Organic rather than transgenetic.
Labor instead of chemicals.
Diversity in place of monoculture.
Sunday, April 7, 2013
unmulch
it has been a busy morning on campus...about 7:30 i got to the pgp and began to unmulch for the season...forty-five minutes of work and we're open...i found what i hope is new growth on the zea diploperennis but i will be withholding a final judgment until things progress abit...the intermediate wheat grass from the land institute is obviously liking the somewhat warmer temperatures we've been having...nothing much in the way of precipitation however and that is bothersome after last year's drought...could be that it isn't really over yet even as the industrial farm system is revving up for what they hope will be a bumper year...given the continuing dry conditions tot he west this may be simple hope...the northern tepehuan teosinte has sprouted a third leaf as the wheat grass fills in around it...asparagus should be up soon but i am still wondering if whatever was burrowing into the yam bed last autumn has left any yams behind to grow...i will be on the lookout for rouge jerusalem artichokes as well...last year's harvest was a disappointment but i am willing to wager i did not find them all.

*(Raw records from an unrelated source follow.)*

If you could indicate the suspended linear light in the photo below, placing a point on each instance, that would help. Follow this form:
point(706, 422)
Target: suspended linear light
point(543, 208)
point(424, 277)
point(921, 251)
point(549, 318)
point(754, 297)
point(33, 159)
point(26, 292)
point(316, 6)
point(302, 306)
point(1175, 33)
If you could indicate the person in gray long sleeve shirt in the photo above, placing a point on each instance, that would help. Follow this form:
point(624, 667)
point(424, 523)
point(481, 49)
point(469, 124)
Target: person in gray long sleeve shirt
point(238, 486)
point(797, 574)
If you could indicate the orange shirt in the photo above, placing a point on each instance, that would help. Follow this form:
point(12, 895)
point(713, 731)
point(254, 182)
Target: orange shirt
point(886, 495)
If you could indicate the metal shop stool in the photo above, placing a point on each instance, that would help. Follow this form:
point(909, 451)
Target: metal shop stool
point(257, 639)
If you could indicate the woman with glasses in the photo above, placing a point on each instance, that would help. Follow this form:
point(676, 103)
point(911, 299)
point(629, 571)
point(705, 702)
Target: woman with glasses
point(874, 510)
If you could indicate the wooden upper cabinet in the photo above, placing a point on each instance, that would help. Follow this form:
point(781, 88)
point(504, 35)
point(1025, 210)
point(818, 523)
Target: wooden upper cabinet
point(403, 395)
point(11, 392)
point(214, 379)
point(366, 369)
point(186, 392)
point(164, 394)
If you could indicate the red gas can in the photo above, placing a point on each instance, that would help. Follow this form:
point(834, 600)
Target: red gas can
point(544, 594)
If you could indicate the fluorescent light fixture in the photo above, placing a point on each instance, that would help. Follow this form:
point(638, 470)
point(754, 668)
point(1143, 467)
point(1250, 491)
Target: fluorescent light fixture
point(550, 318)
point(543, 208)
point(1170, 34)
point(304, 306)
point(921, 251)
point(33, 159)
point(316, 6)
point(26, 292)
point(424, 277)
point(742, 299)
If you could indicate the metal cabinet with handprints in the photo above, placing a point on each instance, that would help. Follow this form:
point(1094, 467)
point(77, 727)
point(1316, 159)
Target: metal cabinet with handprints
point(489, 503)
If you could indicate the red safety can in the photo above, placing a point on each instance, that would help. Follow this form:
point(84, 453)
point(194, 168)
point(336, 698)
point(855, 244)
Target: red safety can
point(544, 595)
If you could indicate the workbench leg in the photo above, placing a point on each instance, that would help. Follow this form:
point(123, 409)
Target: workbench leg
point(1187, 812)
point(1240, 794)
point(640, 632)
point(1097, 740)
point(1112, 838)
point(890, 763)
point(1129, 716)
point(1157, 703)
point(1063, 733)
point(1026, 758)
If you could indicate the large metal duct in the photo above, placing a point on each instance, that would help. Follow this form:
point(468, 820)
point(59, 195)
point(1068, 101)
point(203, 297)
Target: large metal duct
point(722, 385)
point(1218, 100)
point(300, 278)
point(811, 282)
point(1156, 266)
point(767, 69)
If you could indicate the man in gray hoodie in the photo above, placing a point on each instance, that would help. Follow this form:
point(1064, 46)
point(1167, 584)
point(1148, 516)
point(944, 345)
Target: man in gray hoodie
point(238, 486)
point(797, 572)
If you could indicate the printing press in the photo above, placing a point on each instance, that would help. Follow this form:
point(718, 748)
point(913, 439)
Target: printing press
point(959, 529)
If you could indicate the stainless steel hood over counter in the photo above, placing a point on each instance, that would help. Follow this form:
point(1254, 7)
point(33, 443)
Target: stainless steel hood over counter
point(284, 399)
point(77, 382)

an ex- industrial worker ( the continued automation of jobs, condensing of ownership, plant closings, trade wars, and degradation of living standards here has rendered me a former industrial worker...now just part-time lumpen proletariat) and university student (everyone needs a hobby...my hobbies have evolved and, to keep things straight, i have left my formal student career behind for reasons that are too detailed to delve into here...continuing to be a student of life however and not adverse to learning...stasis is death ) sliding down the back side of middle age...a social loner with collectivist leanings...explain that.